TC: Switching to Cameron Indoor Stadium, how are things progressing with the frontal addition?
MC: Everything is geared toward August with all of our projects right now. The exterior and actual shell of the building will be done well before August, and then we’ve got some additional portions of it for occupancy, we’re sprinkling Cameron—fire-safety sprinkling. That’ll start after the basketball season’s over. The shell of the building will be done quite a bit ahead of schedule, and then all of our branding and displays and creation of Cameron tour and experience will all be done in those months leading up to August, so it’ll be ready before we start volleyball season.
TC: How is the new space going to be used?
MC: The second level will be a hospitality space, so game days but also usable on non-game days for private gatherings throughout the year. The first floor, we’re going to create more intentionally a Cameron tour and experience, and that’ll be the launching point of that, which will take fans on more self-guided tours at first throughout Cameron and some of the basketball history, tying in the basketball museum that we have now and some of the other things we have around the concourse. Obviously on game days it will serve as the lobby but also player will call and some of the things that serve as operations of the building. [There will be] new bathrooms, and we also create a new additional locker room, just for additional space when we have visiting teams or a tournament or different things that go on in Cameron.
TC: There’s a preliminary sketch of Duke’s new softball stadium online. What’s the next step for getting that project started?
MC: We have another presentation to the Trustees in February, so that will be the seeking approval for design and construction. All they’ve approved to date is the site selection, and part of that is showing them some preliminary renderings and depictions and where it would go and how it would fit into the planning of East Campus, which has been done well under the direction and vision of Tallman Trask. [Construction] will start hopefully in April of this year, it’s about a 17-month project. We’re committed to the program up and running on our own playing field in August 2017.
TC: The baseball team is going to be moving downtown to the Durham Bulls Athletic Park for home games this season. How does that affect how you view Jack Coombs Field from a facility development standpoint?
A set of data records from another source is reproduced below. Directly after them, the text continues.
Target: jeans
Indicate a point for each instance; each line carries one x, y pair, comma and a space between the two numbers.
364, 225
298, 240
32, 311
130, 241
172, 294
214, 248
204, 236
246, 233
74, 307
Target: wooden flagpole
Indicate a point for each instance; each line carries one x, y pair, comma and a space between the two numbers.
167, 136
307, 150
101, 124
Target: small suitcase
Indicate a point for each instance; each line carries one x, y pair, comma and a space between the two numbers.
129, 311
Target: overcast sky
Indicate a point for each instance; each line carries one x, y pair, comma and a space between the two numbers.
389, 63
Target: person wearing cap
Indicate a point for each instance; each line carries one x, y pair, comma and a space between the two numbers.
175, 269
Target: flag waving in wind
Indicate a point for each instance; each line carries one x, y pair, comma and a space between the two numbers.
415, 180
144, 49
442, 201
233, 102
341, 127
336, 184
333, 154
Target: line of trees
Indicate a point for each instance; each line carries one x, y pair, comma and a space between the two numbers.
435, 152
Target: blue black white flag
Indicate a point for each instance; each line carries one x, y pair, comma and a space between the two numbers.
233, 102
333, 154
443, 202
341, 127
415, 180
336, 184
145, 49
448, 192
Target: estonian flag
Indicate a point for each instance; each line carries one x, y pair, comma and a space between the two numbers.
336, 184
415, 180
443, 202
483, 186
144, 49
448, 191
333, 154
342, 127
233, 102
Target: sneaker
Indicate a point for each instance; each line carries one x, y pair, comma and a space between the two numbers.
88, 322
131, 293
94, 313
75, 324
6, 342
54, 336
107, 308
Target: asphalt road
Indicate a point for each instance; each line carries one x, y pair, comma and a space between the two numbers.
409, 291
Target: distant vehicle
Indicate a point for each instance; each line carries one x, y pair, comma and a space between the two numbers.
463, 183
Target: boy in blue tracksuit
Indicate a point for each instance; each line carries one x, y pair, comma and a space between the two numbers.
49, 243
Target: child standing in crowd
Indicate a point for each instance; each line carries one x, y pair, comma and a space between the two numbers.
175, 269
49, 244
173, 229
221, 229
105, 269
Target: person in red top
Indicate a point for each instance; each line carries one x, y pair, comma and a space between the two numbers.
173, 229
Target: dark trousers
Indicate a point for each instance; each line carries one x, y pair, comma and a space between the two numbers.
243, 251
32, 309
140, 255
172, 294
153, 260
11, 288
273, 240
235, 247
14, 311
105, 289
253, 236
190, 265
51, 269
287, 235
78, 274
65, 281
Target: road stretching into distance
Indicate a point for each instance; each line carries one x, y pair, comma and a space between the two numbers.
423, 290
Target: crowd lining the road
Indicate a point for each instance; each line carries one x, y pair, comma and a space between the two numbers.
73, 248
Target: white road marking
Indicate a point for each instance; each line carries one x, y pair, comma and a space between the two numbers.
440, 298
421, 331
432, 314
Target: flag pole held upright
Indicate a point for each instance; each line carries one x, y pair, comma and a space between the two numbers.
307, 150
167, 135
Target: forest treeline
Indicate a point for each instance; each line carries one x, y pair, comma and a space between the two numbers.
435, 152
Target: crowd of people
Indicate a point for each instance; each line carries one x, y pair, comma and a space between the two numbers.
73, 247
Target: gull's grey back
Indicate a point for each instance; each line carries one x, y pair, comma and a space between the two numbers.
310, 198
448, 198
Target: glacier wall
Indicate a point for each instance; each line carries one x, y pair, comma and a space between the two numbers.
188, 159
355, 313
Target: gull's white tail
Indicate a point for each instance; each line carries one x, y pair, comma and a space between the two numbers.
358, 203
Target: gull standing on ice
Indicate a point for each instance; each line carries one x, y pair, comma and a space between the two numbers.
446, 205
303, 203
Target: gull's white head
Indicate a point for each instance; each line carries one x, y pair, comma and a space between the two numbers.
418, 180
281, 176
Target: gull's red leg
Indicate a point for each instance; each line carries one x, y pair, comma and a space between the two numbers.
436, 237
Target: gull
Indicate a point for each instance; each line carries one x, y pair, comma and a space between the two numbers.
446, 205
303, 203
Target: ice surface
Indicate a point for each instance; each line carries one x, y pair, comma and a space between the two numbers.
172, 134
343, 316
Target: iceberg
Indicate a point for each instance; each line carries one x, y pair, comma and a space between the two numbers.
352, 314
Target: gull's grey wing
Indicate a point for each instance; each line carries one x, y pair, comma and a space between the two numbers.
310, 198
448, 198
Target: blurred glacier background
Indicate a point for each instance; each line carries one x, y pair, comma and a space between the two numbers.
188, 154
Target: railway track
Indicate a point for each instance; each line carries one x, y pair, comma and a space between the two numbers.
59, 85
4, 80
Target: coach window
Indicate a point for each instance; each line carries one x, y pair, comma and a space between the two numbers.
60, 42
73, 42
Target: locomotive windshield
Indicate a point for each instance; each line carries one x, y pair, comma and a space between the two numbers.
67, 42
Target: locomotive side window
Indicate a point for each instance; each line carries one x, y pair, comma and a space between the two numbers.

MC: For us, it really became a philosophical ‘What’s the most impactful use of money and partnering and relationships?’ In this day and age, to have a competitive stadium venue, we would have probably put in $15-20 million minimum. Obviously, Duke has been very tied in to downtown Durham’s revitalization and over the years had started playing games there, so it seemed like it was a great opportunity.... It’s really been a great partnership that’s really coming to a great bloom now with us essentially moving full-time down there. We’ll still practice here and we did the turf field in Coombs [in 2011], which we’re glad we did. It’ll still be a practice venue, it’ll still be a potential game venue when we have conflicts, but this is going to be unique. Very few programs can say they’ve got one of the top minor league stadiums in the country and a partnership with a successful organization like we have.”